Can India Achieve 8% GDP Growth This Fiscal?Indias GDP growth was 7.6 percent last fiscal. It was a year of problems, with below average rainfall and consequent low agricultural yield being the main culprit. It was also a year when the RBI kept battling with inflation and did not reduce lending rates to a level where industry could feel comfortable and fresh investments could come in. Yet, a very respectable GDP growth rate was achieved. But the latest figures show that the GDP grew by only 7.1 percent in the first quarter of 2016-17. This is due to a number of reasons, the main being poor performance of the agriculture sector. It grew by only 1.8% in this quarter against an expectation of 2.2%. Then, gross fixed capital formation (GFCF) contracted by 3.1% and might pull the economy back. But these factors are expected to recede in the background in the 3rd and 4th quarters of this year when a good crop and the effect of Seventh Pay Commission award, along with the payment of bonus arrears, start triggering demand.
By Sunil Garodia
RBI governor Raghuram Rajan has been saying that India is growing below its potential. Now Arvind Panagariya, vice-chairman of the Niti Aayog has said that 8% growth is achievable this fiscal. Panagariya backs his contention by saying that while a good monsoon itself is a good mood lifter, the policies of the NDA government will start bearing fruits after the lag effect wears out. The World Bank has also said that India might achieve 8% by 2017 as it shifts from consumption to investment-led growth. There are other voices who have also claimed that India should achieve 8% and then aim for 10% in the following years.
A good crop means money in the hands of the rural and semi-urban population who are increasingly being seen as the drivers of demand for a host of goods. This has a cascading effect and money flows in the hands of manufacturers of goods who then create demand for other premium goods and services. The rising demand for goods and services induces existing entrepreneurs to bring in investments to expand capacity or new entrepreneurs to start fresh enterprises.
The external factors are also favouring India. Oil and commodity prices are at their historic lows and given the fact that economies are depressed worldwide, there is no chance of a drastic upward revision in these prices in the near term. While low oil prices have meant that the government has a reduced subsidy bill (it has intelligently not passed on the entire relief to the consumer), low commodity prices have benefited industry. The only red flag is on the export front but that too seems to have plateaued out and further drops are not foreseen.

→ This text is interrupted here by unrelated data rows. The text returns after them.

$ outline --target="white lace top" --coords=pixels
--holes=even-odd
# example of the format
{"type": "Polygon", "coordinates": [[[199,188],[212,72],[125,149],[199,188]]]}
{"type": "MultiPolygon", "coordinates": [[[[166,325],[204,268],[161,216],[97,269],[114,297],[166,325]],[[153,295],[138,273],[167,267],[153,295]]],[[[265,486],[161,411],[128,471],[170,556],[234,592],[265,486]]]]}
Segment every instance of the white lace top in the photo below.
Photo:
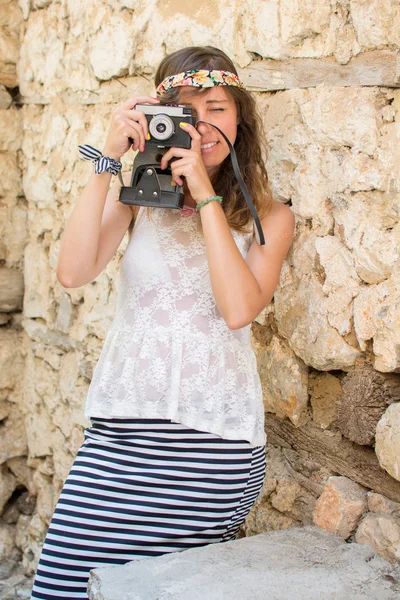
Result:
{"type": "MultiPolygon", "coordinates": [[[[252,233],[231,231],[245,257],[252,233]]],[[[140,207],[85,417],[171,419],[264,445],[250,327],[229,329],[216,306],[200,214],[160,208],[149,218],[140,207]]]]}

But a host of internal factors also need to be addressed. For investment to pick up along with demand for goods the balance sheets of PSU banks need to be cleaned up and they need to recapitalized, without which it would be difficult for them to lend. With the RBI having put stringent norms in place, lending is expected to become transparent. It will now become data driven and not based on discretion of bankers. The financial health of the borrowing company and its links to other group entities will be put under a finer tooth comb and chances of NPAs will reduce. So recapitalization of PSU banks assumes great importance.
The government has been maintaining fiscal discipline and it needs to continue with that. It also needs to divest in public enterprises to generate funds. It should ideally not be swayed by some profits made this year by perennially loss-making firms like Air India and BSNL and think of getting out of them. Loss making firms are a drag on the governments finances and pull back GDP growth. It should step up investment in infrastructure projects to create demand for industries such as steel and cement, which will then drive the demand for downstream units. At the end of the day, the government is the biggest creator of demand in a developing country but this demand should not be at the cost of sacrificing fiscal discipline. Apart from using budgetary allocations, entities like the railways and roads ministries should be asked to fund their projects through joint ventures, PPPs and raising capital by issuing debt instruments. The public should be made to pay on cost or cost plus basis for services and subsidies should be avoided.
The other economic reforms, including the GST, land and labour should be expedited by involving the states. Since federalism is at the heart of Prime Minister Modis vision for inclusive growth, if the states are made equal partners, they will never prevent what is good for the country. The passage of the GST bill has proved that. If all this is done, one is sure that 8% will become just a number. The real growth will transcend that and will fuel further GDP growth in the coming years. Growing is also a habit like winning. Once imbibed, it is self-fueling.